🤖 AI Summary
Accurately evaluating SINR coverage performance in low-Earth-orbit (LEO) satellite networks remains challenging due to their spherical geometry and spatial correlations.
Method: This paper proposes the first analytical framework for SINR coverage analysis based on spherical stochastic network calculus. It introduces a novel strongly constrained spherical point process to model the inherent spatial repulsion among satellites and extends stochastic network calculus—originally developed for Euclidean spaces—to the spherical domain. The framework jointly incorporates Nakagami-m and Rayleigh fading channel models.

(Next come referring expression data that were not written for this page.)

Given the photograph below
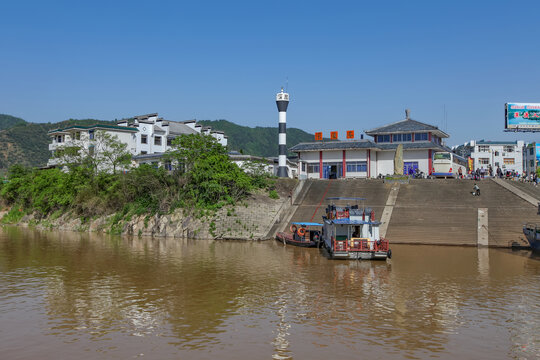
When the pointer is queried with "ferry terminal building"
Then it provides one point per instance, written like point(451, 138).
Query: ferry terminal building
point(367, 158)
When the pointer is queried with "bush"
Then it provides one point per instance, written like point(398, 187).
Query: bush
point(273, 194)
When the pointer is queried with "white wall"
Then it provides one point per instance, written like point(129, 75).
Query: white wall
point(385, 162)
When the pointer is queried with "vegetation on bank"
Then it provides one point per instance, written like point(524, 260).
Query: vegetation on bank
point(203, 178)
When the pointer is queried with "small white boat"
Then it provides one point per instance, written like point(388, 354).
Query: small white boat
point(350, 232)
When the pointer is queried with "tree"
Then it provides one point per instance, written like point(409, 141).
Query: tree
point(103, 153)
point(211, 177)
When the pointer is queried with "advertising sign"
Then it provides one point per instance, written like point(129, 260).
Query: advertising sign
point(522, 116)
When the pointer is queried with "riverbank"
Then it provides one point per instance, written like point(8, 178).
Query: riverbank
point(250, 219)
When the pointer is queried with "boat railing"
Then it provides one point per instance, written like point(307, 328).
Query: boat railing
point(360, 244)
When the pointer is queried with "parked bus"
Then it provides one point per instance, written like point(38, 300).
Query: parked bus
point(447, 164)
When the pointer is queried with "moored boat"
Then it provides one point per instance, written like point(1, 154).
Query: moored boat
point(532, 233)
point(302, 234)
point(350, 232)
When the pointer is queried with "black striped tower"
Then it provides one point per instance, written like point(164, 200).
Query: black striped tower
point(282, 101)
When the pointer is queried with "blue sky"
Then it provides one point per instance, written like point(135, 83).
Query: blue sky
point(350, 65)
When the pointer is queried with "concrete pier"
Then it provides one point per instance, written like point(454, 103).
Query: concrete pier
point(387, 212)
point(483, 233)
point(435, 212)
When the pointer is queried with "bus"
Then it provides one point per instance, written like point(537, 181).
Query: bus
point(447, 164)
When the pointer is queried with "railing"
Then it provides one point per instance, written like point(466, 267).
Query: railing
point(360, 244)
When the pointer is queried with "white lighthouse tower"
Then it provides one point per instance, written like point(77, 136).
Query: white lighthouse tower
point(282, 101)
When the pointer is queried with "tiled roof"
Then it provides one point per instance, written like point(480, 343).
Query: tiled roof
point(404, 126)
point(97, 126)
point(414, 146)
point(488, 142)
point(334, 145)
point(177, 128)
point(365, 144)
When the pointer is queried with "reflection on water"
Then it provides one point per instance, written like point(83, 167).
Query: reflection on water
point(89, 296)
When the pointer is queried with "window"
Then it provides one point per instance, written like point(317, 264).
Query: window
point(420, 137)
point(356, 166)
point(483, 161)
point(383, 138)
point(441, 156)
point(313, 168)
point(509, 161)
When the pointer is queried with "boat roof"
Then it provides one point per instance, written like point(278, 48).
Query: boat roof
point(353, 222)
point(306, 224)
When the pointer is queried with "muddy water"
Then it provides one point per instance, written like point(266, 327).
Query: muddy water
point(65, 295)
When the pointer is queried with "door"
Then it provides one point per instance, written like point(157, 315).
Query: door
point(409, 168)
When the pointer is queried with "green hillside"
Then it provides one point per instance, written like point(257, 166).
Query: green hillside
point(260, 141)
point(28, 143)
point(7, 121)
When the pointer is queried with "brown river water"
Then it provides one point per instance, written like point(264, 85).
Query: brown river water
point(80, 296)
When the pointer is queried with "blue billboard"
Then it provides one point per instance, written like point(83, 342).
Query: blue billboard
point(522, 116)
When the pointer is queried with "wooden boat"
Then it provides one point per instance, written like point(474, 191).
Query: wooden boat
point(350, 232)
point(301, 234)
point(532, 233)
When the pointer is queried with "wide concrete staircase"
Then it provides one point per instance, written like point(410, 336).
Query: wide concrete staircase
point(314, 203)
point(430, 211)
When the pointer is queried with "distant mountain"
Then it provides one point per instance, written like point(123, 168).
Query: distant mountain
point(7, 121)
point(27, 143)
point(260, 141)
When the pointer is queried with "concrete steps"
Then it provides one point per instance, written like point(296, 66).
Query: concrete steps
point(430, 211)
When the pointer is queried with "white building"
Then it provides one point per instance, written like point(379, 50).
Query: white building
point(362, 158)
point(507, 155)
point(144, 135)
point(531, 157)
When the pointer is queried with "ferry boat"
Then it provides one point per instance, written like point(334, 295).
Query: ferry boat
point(532, 233)
point(350, 232)
point(302, 234)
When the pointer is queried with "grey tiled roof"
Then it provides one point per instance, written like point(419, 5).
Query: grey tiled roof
point(403, 126)
point(365, 144)
point(414, 145)
point(176, 128)
point(334, 145)
point(488, 142)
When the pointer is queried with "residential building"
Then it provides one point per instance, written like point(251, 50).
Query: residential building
point(366, 158)
point(508, 155)
point(143, 134)
point(531, 157)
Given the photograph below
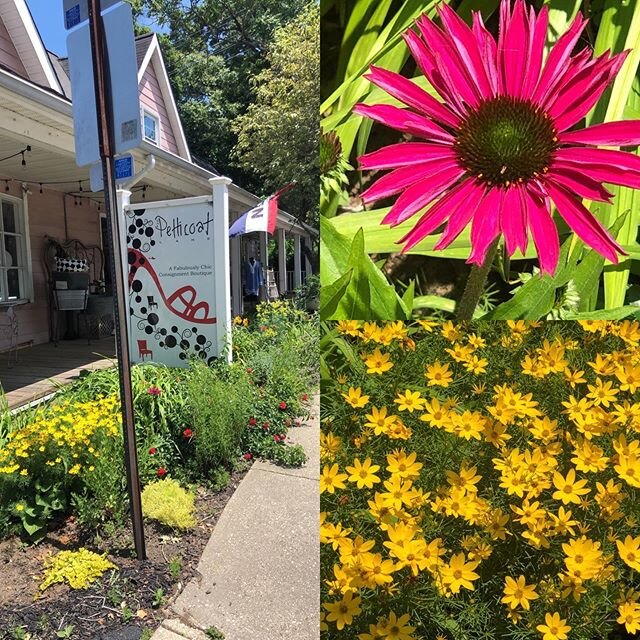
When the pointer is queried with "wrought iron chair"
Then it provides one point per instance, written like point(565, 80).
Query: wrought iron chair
point(9, 330)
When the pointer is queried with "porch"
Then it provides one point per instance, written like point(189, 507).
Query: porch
point(40, 369)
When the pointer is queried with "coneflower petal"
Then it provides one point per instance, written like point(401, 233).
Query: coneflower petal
point(404, 153)
point(587, 227)
point(411, 94)
point(610, 134)
point(421, 194)
point(543, 230)
point(403, 120)
point(485, 227)
point(438, 213)
point(402, 178)
point(558, 57)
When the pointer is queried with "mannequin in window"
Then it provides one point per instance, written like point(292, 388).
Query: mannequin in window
point(252, 277)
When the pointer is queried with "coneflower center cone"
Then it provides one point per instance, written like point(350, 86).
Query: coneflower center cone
point(506, 140)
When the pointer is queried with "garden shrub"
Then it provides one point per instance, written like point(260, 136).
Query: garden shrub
point(42, 463)
point(77, 568)
point(220, 409)
point(168, 503)
point(481, 481)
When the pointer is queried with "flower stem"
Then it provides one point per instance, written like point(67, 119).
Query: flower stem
point(475, 285)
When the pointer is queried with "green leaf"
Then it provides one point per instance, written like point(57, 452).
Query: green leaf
point(330, 295)
point(369, 296)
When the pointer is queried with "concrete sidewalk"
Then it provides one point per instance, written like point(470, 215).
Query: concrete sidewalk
point(260, 571)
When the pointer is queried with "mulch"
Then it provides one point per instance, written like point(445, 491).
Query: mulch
point(120, 605)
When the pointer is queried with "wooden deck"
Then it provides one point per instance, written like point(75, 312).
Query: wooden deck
point(32, 376)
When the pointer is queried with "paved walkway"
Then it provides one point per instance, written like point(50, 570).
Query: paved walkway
point(260, 571)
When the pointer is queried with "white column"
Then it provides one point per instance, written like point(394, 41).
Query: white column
point(221, 263)
point(297, 261)
point(264, 261)
point(282, 261)
point(236, 276)
point(307, 265)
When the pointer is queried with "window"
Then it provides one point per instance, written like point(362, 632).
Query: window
point(151, 127)
point(14, 261)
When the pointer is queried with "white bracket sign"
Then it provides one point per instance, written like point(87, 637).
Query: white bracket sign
point(123, 76)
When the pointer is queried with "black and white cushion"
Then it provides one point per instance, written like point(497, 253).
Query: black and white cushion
point(71, 265)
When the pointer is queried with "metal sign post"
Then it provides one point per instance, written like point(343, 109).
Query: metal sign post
point(105, 137)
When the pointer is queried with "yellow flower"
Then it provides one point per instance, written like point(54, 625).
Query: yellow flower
point(343, 611)
point(363, 473)
point(629, 616)
point(438, 374)
point(331, 479)
point(517, 593)
point(378, 362)
point(410, 401)
point(568, 489)
point(459, 574)
point(629, 551)
point(355, 398)
point(554, 628)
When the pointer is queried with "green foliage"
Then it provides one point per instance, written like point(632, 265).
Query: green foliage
point(278, 134)
point(77, 568)
point(168, 503)
point(218, 415)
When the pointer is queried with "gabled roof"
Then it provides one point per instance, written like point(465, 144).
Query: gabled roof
point(153, 56)
point(28, 43)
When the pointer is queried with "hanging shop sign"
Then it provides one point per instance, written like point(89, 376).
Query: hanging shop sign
point(178, 281)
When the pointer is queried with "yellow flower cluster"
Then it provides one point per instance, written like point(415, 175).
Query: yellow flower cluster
point(519, 468)
point(62, 434)
point(77, 568)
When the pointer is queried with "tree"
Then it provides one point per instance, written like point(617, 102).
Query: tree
point(278, 136)
point(213, 49)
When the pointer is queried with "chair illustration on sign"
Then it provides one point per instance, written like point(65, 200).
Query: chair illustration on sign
point(143, 350)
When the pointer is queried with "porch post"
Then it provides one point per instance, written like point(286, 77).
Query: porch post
point(297, 261)
point(221, 263)
point(236, 277)
point(282, 261)
point(308, 267)
point(264, 261)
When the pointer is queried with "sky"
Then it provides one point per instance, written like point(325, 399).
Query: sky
point(48, 18)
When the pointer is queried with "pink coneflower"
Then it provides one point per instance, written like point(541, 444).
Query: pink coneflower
point(498, 148)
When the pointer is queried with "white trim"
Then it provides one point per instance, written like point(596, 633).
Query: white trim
point(38, 46)
point(154, 56)
point(26, 282)
point(29, 289)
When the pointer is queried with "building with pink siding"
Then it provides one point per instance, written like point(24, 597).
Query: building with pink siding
point(45, 199)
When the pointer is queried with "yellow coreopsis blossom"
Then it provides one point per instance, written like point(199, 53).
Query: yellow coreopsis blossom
point(517, 593)
point(355, 398)
point(554, 627)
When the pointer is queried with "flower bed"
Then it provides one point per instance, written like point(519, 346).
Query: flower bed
point(481, 481)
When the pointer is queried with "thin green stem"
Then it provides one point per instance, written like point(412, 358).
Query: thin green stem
point(475, 285)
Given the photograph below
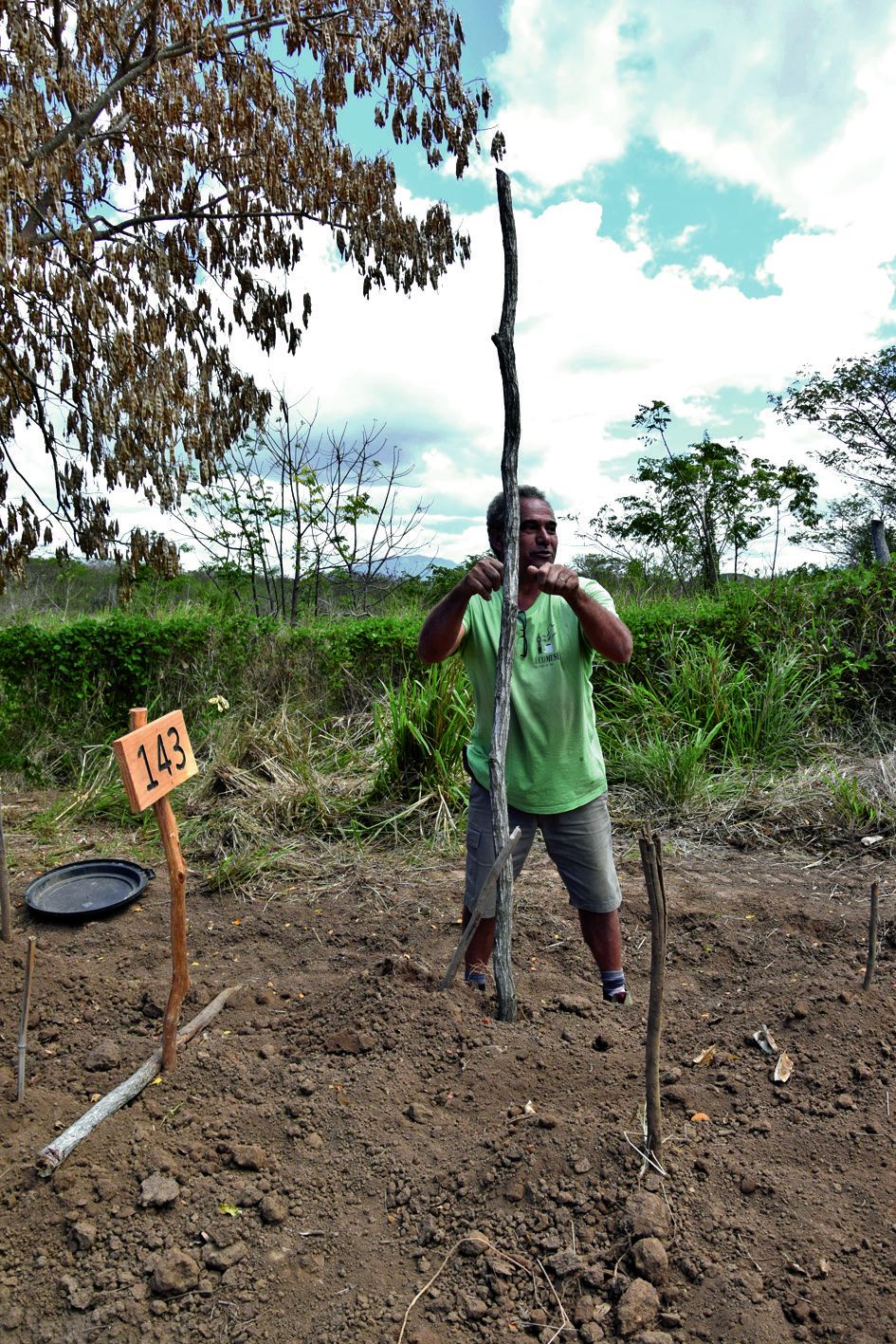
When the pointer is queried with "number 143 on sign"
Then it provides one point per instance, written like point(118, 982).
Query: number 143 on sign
point(155, 760)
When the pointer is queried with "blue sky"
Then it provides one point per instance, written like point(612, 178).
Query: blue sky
point(704, 206)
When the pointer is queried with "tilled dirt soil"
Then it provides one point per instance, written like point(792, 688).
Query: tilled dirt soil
point(350, 1153)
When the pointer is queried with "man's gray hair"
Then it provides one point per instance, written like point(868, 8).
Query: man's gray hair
point(495, 512)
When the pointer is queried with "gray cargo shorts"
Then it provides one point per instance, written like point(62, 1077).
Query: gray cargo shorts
point(576, 840)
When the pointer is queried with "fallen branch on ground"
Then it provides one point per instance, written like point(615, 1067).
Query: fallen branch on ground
point(55, 1153)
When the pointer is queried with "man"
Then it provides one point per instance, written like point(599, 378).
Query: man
point(555, 777)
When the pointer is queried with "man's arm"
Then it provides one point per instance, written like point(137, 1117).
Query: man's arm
point(442, 631)
point(603, 631)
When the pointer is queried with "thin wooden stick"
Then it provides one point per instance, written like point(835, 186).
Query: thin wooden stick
point(479, 906)
point(651, 864)
point(500, 825)
point(177, 885)
point(55, 1153)
point(6, 906)
point(872, 937)
point(23, 1022)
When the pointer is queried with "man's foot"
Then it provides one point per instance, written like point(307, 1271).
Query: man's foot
point(476, 976)
point(614, 986)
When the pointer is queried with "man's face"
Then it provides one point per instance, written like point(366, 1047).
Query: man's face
point(538, 534)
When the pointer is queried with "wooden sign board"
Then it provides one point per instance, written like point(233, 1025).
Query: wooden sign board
point(155, 760)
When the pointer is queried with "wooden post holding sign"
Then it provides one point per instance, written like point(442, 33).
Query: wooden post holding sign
point(154, 760)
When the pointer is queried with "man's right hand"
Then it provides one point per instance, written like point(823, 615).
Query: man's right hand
point(484, 579)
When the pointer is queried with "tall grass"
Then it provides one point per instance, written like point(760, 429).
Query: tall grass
point(702, 721)
point(421, 727)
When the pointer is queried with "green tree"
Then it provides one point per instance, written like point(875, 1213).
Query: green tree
point(844, 532)
point(856, 406)
point(157, 164)
point(700, 506)
point(300, 514)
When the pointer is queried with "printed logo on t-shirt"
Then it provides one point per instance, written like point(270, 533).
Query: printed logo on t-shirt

Results: It yields a computationally efficient, closed-form lower bound on the coverage probability with high accuracy. Validated against real Starlink constellation data, the bound exhibits negligible computational complexity and aligns closely with Monte Carlo simulations (SINR deviation ≈ 1 dB), significantly outperforming existing approximations. This work provides a scalable, tractable, and analytically rigorous tool for performance prediction of large-scale LEO constellations.
📝 Abstract
We introduce a new analytical framework, developed based on the spatial network calculus, for performance assessment of Low Earth Orbit (LEO) satellite networks. Specifically, we model the satellites'spatial positions as a strong ball-regulated point process on the sphere. Under this model, proximal points in space exhibit a locally repulsive property, reflecting the fact that intersatellite links are protected by a safety distance and would not be arbitrarily close. Subsequently, we derive analytical lower bounds on the conditional coverage probabilities under Nakagami-$m$ and Rayleigh fading, respectively. These expressions have a low computational complexity, enabling efficient numerical evaluations. We validate the effectiveness of our theoretical model by contrasting the coverage probability obtained from our analysis with that estimated from a Starlink constellation. The results show that our analysis provides a tight lower bound on the actual value and, surprisingly, matches the empirical simulations almost perfectly with a 1 dB shift. This demonstrates our framework as an appropriate theoretical model for LEO satellite networks.